Studies, testimonies, open letters to museums, indicate that the current art world is undemocratic and unequal when it comes not only to museums and art galleries, but also art press, research and the art market. Recent events from Covid pandemic to black lives matter amplified the centralization of power in the hands of a few players, racial discrimination, gender bias, corruption, traffic of influence, all of which hold back museums from being inclusive equitable organizations and hinder the growth of the art world. This paper sheds light on the current challenges in the art word and reflects on the possibility of a new way to measure the value of art through the Pure Taste Indicator (PTI). The PTI is a new reference model for the art world, created by the Organization for the Democratization of Visual Arts (ODBK) in response to the current state of the art sector. This reference model is based on participatory economics, demarchy and referendums, allowing it to represent the taste and knowledge of a bigger number of art world participants composed of artists, art world professionals and art lovers. By dismantling the hierarchical power structures that characterized art for so long, the PTI mechanism can change how the art ecosystem functions and help the art world minimize inequality. This grass root initiative aims to help art institutions respond to the demand to be more inclusive, to support women artists and artists of color, and implicate a larger number of individuals in decisions pertaining to contemporary art. The PTI proposed by ODBK lets art transcend its monetary value, so that its value resides in its quality which is defined by all art world participants.

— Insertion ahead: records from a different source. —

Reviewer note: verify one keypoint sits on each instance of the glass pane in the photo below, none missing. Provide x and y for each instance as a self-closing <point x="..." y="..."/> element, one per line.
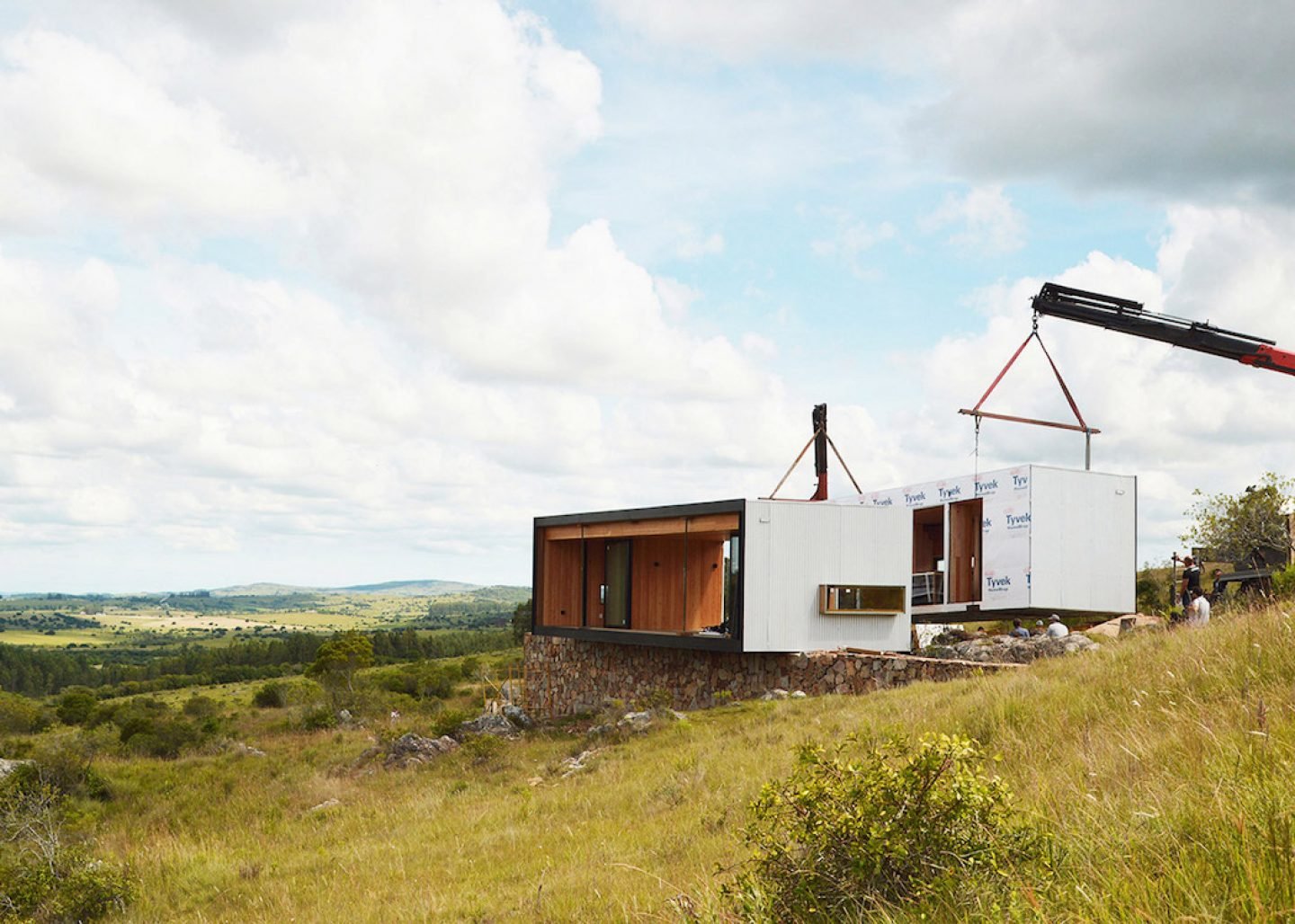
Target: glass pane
<point x="617" y="614"/>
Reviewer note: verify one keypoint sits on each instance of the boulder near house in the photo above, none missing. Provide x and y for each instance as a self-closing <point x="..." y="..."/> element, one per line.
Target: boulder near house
<point x="745" y="596"/>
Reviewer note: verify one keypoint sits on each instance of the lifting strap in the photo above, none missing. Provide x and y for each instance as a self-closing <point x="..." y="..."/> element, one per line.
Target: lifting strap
<point x="977" y="413"/>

Originally from Mexico, David Hinojosa Admann lives and works between Berlin and Madrid. He is a mixed and new media artist and the founder of ODBK (Organization for the Democratization of the Visual Arts). With a background in computer science and marketing, Admann obtained his MFA in Madrid in 2003, and has since exhibited extensively throughout Europe and Central America. His practice ranges from more traditional media like drawing and painting, to multidisciplinary, media and artistic research. His projects address the relationship between conceptual art, commerce and democratization of the contemporary art world. Admann’s work takes a critical, and sometimes humorous, approach to the circumstantial phenomena of the art market.